Normal Distribution
A normal distribution is a very important statistical data distribution pattern occurring in many natural phenomena, such as height, blood pressure, lengths of objects produced by machines, etc. Certain data, when graphed as a histogram (data on the horizontal axis, amount of data on the vertical axis), creates a bell-shaped curve known as a normal curve, or normal distribution.
Normal distributions are symmetrical with a single central peak at the mean (average) of the data. The shape of the curve is described as bell-shaped with the graph falling off evenly on either side of the mean. Fifty percent of the distribution lies to the left of the mean and fifty percent lies to the right of the mean.
The spread of a normal distribution is controlled by the standard deviation. The smaller the standard deviation the more concentrated the data.
The mean and the median are the same in a normal distribution.
Reading from the chart, we see that approximately 19.1% of normally distributed data is located between the mean (the peak) and 0.5 standard deviations to the right (or left) of the mean.
(The percentages are represented by the area under the curve.)
Understand that this chart shows only percentages that correspond to subdivisions up to one-half of one standard deviation. Percentages for other subdivisions require a statistical mathematical table or a graphing calculator. (See example 4)
If you add percentages, you will see that approximately:
- 68% of the distribution lies within one standard deviation of the mean.
- 95% of the distribution lies within two standard deviations of the mean.
- 99.7% of the distribution lies within three standard deviations of the mean.
These percentages are known as the “empirical rule“.
Note: The addition of percentages in the chart at the top of the page are slightly different than the empirical rule values due to rounding that has occurred in the chart.
It is also true that: 50% of the distribution lies within 0.67448 standard deviations of the mean.
If you are asked for the interval about the mean containing 50% of the data, you are actually being asked for the interquartile range, IQR. The IQR (the width of an interval which contains the middle 50% of the data set) is normally computed by subtracting the first quartile from the third quartile. In a normal distribution (with mean 0 and standard deviation 1), the first and third quartiles are located at -0.67448 and +0.67448 respectively. Thus the IQR for a normal distribution is:
QR = Q3 – Q1 = 2(0.67448) x σ = 1.34986 σ
Interquartile range = 1.34896 x standard deviation
(this will be the population IQR)
Percentiles and the Normal Curve
The mean (at the center peak of the curve) is the 50% percentile.
The term “percentile rank” refers to the area (probability) to the left of the value.
Adding the given percentages from the chart will let you find certain percentiles along the curve.
Examples: Look for the words “normally distributed” in a question before referring to the Normal Distribution Standard Deviation chart seen on this page.
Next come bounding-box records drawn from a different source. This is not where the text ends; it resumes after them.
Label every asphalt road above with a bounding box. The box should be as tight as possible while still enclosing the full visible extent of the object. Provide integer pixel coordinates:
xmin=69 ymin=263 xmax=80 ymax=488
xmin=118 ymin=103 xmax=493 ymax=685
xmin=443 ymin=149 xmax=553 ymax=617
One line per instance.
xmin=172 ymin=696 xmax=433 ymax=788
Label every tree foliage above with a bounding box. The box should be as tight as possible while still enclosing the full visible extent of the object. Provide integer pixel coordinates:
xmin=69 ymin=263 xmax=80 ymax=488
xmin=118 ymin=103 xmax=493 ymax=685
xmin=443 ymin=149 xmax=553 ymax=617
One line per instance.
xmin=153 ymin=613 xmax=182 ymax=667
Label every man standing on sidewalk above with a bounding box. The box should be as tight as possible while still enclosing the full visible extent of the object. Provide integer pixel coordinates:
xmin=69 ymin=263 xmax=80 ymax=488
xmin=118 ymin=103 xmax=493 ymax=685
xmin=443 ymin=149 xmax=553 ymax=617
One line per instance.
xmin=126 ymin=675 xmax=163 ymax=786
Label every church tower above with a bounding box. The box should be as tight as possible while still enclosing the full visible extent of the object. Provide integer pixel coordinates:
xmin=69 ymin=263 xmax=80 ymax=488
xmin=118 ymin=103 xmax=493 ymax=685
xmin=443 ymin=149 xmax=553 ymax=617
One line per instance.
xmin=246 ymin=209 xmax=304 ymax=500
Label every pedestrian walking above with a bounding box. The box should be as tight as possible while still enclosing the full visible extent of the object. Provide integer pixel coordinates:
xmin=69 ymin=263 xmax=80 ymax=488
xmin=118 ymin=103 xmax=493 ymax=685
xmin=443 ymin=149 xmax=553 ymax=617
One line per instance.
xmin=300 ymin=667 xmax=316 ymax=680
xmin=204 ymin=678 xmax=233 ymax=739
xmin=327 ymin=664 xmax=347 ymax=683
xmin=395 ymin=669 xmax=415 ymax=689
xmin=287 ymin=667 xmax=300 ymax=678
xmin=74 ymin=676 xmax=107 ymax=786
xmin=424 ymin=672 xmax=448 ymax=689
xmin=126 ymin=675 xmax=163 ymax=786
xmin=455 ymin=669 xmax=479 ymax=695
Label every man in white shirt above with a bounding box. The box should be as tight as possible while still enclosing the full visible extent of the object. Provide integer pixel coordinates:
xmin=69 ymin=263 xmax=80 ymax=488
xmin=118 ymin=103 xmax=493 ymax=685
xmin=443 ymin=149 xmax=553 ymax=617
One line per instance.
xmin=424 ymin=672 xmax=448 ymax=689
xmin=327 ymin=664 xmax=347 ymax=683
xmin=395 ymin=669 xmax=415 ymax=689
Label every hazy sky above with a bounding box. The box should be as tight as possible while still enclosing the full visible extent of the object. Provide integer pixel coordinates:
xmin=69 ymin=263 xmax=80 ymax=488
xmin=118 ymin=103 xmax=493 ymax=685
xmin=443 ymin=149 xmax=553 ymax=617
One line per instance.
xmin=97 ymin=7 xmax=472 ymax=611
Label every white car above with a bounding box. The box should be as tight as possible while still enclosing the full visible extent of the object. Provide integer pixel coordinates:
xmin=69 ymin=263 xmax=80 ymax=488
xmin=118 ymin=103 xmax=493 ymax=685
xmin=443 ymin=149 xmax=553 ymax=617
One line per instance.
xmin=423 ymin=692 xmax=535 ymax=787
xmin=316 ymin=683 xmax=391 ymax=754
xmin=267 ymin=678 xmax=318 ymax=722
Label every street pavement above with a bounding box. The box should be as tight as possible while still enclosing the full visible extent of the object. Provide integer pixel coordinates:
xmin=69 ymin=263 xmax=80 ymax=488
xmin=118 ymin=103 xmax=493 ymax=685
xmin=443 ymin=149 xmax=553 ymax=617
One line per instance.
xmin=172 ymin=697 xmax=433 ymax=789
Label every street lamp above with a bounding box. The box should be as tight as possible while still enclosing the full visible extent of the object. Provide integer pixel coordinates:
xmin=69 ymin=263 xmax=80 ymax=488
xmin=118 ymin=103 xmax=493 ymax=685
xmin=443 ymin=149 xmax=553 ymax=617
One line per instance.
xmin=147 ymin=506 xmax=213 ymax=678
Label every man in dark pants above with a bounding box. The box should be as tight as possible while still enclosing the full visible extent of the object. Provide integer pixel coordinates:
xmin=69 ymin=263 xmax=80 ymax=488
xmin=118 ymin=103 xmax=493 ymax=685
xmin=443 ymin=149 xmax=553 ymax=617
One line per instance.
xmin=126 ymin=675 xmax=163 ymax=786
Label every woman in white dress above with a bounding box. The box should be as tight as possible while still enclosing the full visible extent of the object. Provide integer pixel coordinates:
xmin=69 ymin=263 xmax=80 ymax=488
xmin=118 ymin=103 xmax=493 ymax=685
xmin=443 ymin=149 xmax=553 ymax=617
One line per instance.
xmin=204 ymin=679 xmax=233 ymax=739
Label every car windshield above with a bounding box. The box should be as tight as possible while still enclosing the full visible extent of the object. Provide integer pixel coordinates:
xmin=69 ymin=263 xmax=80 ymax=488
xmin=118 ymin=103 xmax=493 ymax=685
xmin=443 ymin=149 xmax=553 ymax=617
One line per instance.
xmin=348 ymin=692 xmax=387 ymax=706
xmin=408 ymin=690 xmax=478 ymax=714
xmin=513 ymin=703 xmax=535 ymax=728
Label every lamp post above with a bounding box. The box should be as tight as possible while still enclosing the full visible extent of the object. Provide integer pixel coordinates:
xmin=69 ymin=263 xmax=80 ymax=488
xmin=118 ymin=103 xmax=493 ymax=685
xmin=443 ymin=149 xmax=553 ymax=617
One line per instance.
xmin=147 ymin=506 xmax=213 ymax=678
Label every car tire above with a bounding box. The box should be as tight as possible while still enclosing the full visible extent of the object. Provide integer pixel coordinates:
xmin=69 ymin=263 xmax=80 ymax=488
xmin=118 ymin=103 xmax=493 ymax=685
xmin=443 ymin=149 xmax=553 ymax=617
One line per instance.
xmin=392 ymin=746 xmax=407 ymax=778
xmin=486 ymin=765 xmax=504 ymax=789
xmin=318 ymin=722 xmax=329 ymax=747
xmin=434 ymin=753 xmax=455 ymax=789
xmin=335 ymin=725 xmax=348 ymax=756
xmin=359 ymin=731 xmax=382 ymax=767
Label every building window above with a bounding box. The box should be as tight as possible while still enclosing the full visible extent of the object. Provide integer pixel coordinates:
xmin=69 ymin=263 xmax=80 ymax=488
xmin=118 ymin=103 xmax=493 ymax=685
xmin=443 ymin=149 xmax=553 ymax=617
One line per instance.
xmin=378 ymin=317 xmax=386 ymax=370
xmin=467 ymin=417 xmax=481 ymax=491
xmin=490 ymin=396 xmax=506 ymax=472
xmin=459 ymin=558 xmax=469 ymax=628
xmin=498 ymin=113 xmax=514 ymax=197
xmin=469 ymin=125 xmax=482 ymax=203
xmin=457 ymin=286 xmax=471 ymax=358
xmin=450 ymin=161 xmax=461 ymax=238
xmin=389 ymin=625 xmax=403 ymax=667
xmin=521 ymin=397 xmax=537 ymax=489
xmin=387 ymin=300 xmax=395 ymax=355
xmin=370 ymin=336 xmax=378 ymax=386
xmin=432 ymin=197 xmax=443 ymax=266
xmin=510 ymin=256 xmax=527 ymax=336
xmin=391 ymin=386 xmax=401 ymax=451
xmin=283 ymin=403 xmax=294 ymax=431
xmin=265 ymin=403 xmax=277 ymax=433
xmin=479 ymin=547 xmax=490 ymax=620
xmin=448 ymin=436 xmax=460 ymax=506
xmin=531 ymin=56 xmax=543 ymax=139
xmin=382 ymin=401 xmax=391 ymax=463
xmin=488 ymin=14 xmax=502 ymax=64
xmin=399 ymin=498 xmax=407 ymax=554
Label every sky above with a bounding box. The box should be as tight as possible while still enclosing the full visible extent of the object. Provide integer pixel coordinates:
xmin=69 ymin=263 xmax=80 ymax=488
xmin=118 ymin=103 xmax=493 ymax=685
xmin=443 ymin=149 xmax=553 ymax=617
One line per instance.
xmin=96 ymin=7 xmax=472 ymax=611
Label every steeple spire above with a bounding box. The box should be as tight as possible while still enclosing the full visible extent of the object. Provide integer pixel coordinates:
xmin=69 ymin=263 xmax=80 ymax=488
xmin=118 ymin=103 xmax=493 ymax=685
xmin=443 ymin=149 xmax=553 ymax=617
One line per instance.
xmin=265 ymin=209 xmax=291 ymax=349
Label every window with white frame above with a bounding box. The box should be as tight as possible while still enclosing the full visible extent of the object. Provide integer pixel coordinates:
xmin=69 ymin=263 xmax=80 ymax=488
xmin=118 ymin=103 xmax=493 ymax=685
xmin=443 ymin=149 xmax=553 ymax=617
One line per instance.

When using the chart, your information should fall on the increments of one-half of one standard deviation as shown in the chart.
1. Find the percentage of the normally distributed data that lies within 2 standard deviations of the mean.
Solution:
Read the percentages from the chart at the top of this page from -2 to +2 standard deviations.
4.4% + 9.2% + 15.0% + 19.1% + 19.1% + 15.0% + 9.2% + 4.4% = 95.4%
2. At the New Age Information Corporation, the ages of all new employees hired during the last 5 years are normally distributed. Within this curve, 95.4% of the ages, centered about the mean, are between 24.6 and 37.4 years. Find the mean age and the standard deviation of the data.
Solution:
As was seen in Example 1, 95.4% implies a span of 2 standard deviations from the mean. The mean age is symmetrically located between -2 standard deviations (24.6) and +2 standard deviations (37.4).
The mean age is 24.6+37.4/2 years of age.
From 31 to 37.4 (a distance of 6.4 years) is 2 standard deviations. Therefore, 1 standard deviation is (6.4)/2 = 3.2 years.
3. The amount of time that Carlos plays video games in any given week is normally distributed. If Carlos plays video games an average of 15 hours per week, with a standard deviation of 3 hours, what is the probability of Carlos playing video games between 15 and 18 hours a week?
Solution: The average (mean) is 15 hours. If the standard deviation is 3, the interval between 15 and 18 hours is one standard deviation above the mean, which gives a probability of 34.1% or 0.341, as seen in the chart at the top of this page.